We offer an alternative: go back to the golden age of JRPGs and relax when everyone falls asleep with a game you played a long time ago or wanted to play but never finished. Final Fantasy XII: The Zodiac Age PC port is the definitive version of one of the best PlayStation 2 JRPGs. The graphics and technology are, of course, outdated, but the charm and art direction are immortal - plus, your decrepit laptop will run the game happily. If the names Sakaguchi and Amano mean anything to you, you don't need much persuading. The rest of the team that created the original game, as well as the Zodiac Age remaster, are equally famous in JRPG circles.

Recently, after about 70 hours of playing, which lasted for three months with all my life commitments and other games, I finally finished the game. I return from the hill with wisdom and commandments - play this game, and finish it! The gambit system works like a single-player MMO, which is what it was intended for - you still control the entire party, but with gambits, which are a kind of programming mini-game, you actually delegate decisions in battles to the AI. Manual controls still take priority, but for 99% of fights and decisions, the gambit system takes care of clicking and scrolling for every Potion and Phoenix Down. Throughout all 70 hours, I enjoyed arranging gambits almost more than the fights themselves. A classic case of spending an hour optimizing a 5-second action. But it's fun, trust me.

As for the story, it's a JRPG and a Final Fantasy. A ragtag man from the favela, after a hundred level ups, finally kills God. However, FFXII also has a lot of political intrigue and moral dilemmas. The theme itself is perhaps the most mature JRPG up to that point.
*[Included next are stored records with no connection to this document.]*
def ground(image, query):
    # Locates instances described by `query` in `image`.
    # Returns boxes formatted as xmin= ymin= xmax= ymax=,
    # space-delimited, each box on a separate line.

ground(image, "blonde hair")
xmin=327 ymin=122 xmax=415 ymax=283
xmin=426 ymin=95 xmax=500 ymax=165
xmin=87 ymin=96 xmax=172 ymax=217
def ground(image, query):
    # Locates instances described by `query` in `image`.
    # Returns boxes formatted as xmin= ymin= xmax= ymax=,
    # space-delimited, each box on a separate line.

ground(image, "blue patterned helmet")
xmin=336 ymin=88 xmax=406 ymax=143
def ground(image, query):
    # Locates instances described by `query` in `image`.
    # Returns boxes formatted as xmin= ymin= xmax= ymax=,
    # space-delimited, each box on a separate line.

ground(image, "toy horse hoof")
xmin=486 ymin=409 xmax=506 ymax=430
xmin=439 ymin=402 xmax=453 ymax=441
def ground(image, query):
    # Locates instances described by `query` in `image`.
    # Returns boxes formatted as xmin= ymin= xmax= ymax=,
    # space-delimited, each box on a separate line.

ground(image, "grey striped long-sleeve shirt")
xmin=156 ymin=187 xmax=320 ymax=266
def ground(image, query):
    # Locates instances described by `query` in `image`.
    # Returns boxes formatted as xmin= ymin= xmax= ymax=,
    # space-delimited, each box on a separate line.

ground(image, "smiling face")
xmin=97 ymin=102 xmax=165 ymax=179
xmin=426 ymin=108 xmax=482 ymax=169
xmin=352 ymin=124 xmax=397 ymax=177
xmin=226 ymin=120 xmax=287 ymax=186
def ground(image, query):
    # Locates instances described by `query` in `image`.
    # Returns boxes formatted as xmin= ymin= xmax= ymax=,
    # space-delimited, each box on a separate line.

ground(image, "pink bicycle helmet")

If you don't forget the complete story lost in . You either love the art direction or you hate it, which also applies to the soundtrack and music in the game.
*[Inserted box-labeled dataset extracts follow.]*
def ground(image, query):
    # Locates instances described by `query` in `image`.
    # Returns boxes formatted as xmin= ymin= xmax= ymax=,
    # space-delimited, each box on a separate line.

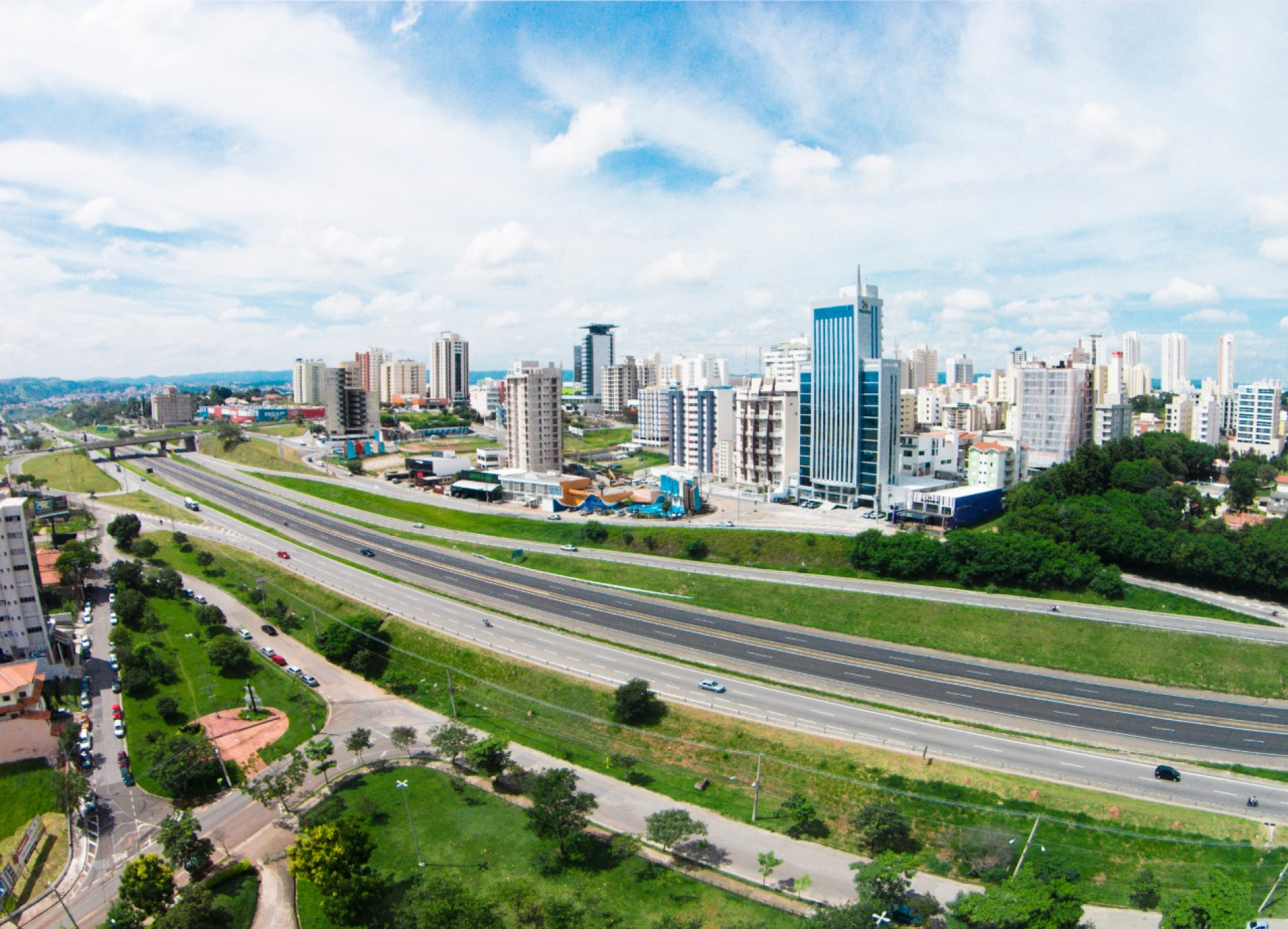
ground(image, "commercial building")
xmin=0 ymin=497 xmax=50 ymax=664
xmin=291 ymin=358 xmax=326 ymax=405
xmin=733 ymin=371 xmax=800 ymax=493
xmin=572 ymin=322 xmax=617 ymax=397
xmin=152 ymin=386 xmax=192 ymax=425
xmin=426 ymin=332 xmax=470 ymax=406
xmin=505 ymin=361 xmax=563 ymax=472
Personally, XII is not at the level of VII, IX or X in terms of sound, but it is not far off either. At least as far as voice acting is concerned, XII is near the top - at least compared to releases that had voice acting at all. I highly recommend the game if you're at all a fan of a good JRPG, even if you're not nostalgic for Final Fantasy XII: The Zodiac Age. The game is good enough on its own.